The following components can be checked individually, and most of them can be checked using suitable diagnostic equipment, such as the VAG 1551, Vag 1552 (or equivalent). Beginning with model year 1996 all passenger vehicles sold in the USA are On Board Diagnostic version II (OBD II) compliant and utilize a standardized 16-pin Data Link Connector (DLC).
The On Board Diagnostic (OBD I and OBD II) system relies on the Engine Control Module (ECM) to receive input from the various sensors. The system can be very sensitive such that the Check Engine/Malfunction Indicator Light (MIL) can be activated by rough roads, a loose gas cap or an empty gas tank.
Using a suitable Data scan tool (DST) can save precious diagnostic time. Many of the input sensor electrical connections are very difficult to access and will require using compatible electrical connectors to obtain an accurate reading.
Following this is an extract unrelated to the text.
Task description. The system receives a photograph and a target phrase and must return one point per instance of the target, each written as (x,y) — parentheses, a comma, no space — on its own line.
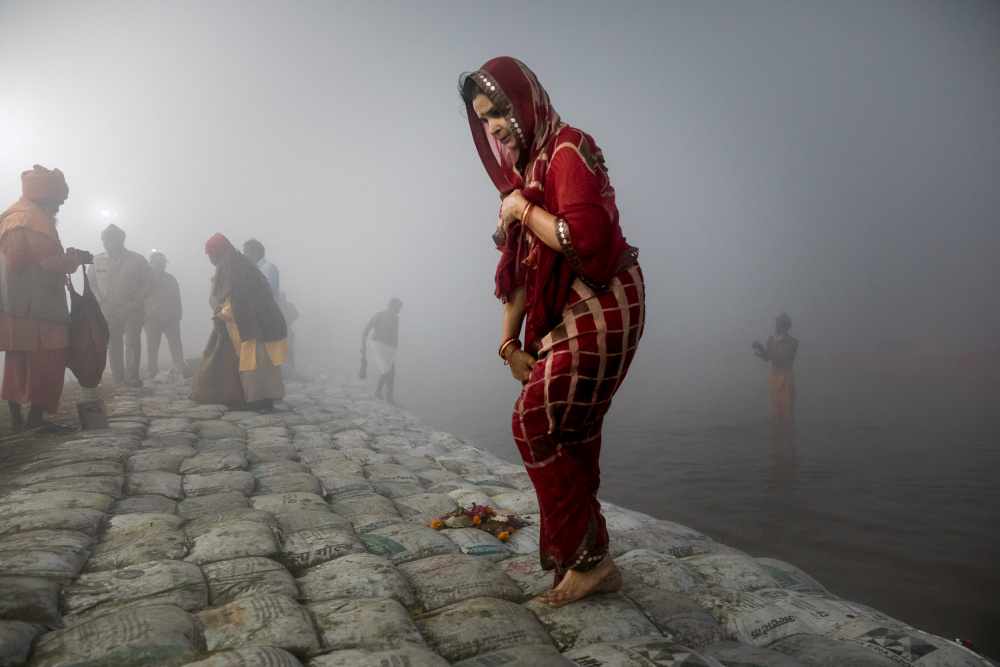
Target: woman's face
(496,123)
A suitable DST can check for stored Diagnostic Trouble Codes (DTCs). Depending on the capabilities of the scan tool, the engine management system can also be checked while the engine is running, in a live data mode, without the chance of damaging the component(s), wire connections or their insulation.
Another advantage of using a suitable a live data DST, is that the systems can be checked how they interact with one another, and checked during initial start-up, monitored during the warm up period and at normal operating temperatures.
Once a repair is completed, the DST can clear all of the stored DTC's and if activated, can reset the Check Engine or Malfunction Indicator (MIL) Light.
There are 3 methods of communicating with the diagnostic computer in OBD II equipped vehicles. The OBD II protocol used by the Passat and Audi A4 is the ISO 9141 CARB system.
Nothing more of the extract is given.